NEW YORK — Paddington bear going on an Indiana Jones-style adventure in ''Paddington in Peru'' and Alexander Skarsgard playing a robot with free will in Apple TV+'s series ''Murderbot'' are some of the new television, films, music and games headed to a device near you.
Also among the streaming offerings worth your time, as selected by The Associated Press' entertainment journalists: The Dominican-American singer Prince Royce covers hit songs on ''Eterno,'' the surprise Bravo hit ''Mormon Wives'' returns for Season 2 and there's a new gaming chapter in the groundbreaking Doom series, Doom: The Dark Ages.

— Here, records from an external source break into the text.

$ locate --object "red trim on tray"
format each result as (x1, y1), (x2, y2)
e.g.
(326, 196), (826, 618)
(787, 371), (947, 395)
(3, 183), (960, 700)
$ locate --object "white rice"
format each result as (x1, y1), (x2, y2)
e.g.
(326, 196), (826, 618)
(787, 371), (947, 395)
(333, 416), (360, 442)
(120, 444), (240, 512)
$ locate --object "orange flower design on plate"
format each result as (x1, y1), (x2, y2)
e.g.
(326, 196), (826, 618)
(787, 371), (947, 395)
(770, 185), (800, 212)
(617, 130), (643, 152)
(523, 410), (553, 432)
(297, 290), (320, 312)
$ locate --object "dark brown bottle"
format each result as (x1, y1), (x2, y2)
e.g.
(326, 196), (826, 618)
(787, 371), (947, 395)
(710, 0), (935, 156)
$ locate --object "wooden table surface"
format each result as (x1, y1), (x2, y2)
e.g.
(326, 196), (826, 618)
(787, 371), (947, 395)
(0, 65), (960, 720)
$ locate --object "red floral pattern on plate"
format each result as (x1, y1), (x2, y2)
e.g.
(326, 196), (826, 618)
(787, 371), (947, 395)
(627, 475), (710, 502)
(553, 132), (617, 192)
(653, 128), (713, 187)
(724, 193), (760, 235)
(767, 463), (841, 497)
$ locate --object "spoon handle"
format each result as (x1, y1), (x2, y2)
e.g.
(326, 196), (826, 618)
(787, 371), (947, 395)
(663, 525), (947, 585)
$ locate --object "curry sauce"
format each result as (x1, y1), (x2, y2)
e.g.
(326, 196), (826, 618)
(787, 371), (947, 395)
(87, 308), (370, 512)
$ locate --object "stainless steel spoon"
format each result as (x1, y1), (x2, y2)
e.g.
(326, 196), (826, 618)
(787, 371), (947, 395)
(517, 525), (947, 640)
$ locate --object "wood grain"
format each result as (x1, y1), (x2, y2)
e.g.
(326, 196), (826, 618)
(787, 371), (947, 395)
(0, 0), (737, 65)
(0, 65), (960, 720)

New movies to stream from May 12-18
— Brady Corbet's epic ''The Brutalist'' is finally making its way to Max on Friday, May 16. The three-and-a-half-hour postwar saga won Adrien Brody the best actor Oscar earlier this year for his portrayal of László Tóth, a fictional architect and Holocaust survivor who attempts to build a new life in America. It was also awarded the best score (Daniel Blumberg) and best cinematography prizes. Director of photography Lol Crawley shot in VistaVision, a 70-year-old format famously utilized in films like ''Vertigo'' and ''North by Northwest.'' In her review, AP's Jocelyn Noveck wrote, ''It's about the immigrant experience, and it's about what happens when the American dream beckons, then fails. It also explores a different dream: the artist's dream, and what happens when it meets opposing forces, be they geographic displacement or cold economic calculus.''
— Paddington bear and the Brown family go on an Indiana Jones-style adventure in ''Paddington in Peru,'' streaming on Netflix on Thursday. This third installment in the charming series has a few changes from its predecessors — in the filmmaker (Dougal Wilson taking over for Paul King) and Mrs. Brown (Emily Mortimer subbing in for Sally Hawkins). In his review, AP Film Writer Jake Coyle wrote that Wilson ''can't quite summon the same comic spirit'' as King, but added that ''bright and buoyant, will do. If some of King's Wes Anderson-inspired pop-up book designs and skill with fine character actors is missing, the bedrock earnestness and unflaggingly good manners of its ursine protagonist remain charmingly unaltered.''
— In March 1988, the students of Gallaudet University in Washington, D.C. staged a historic protest over the appointment of a hearing president instead of one who was deaf. ''Deaf President Now!,'' a documentary streaming on Apple TV+ on Friday, May 16, chronicles that moment and examines its broader impact, like how it helped pave the way for the Americans with Disabilities Act. The film's visuals and soundscape were also designed to bring audiences into the Deaf experience.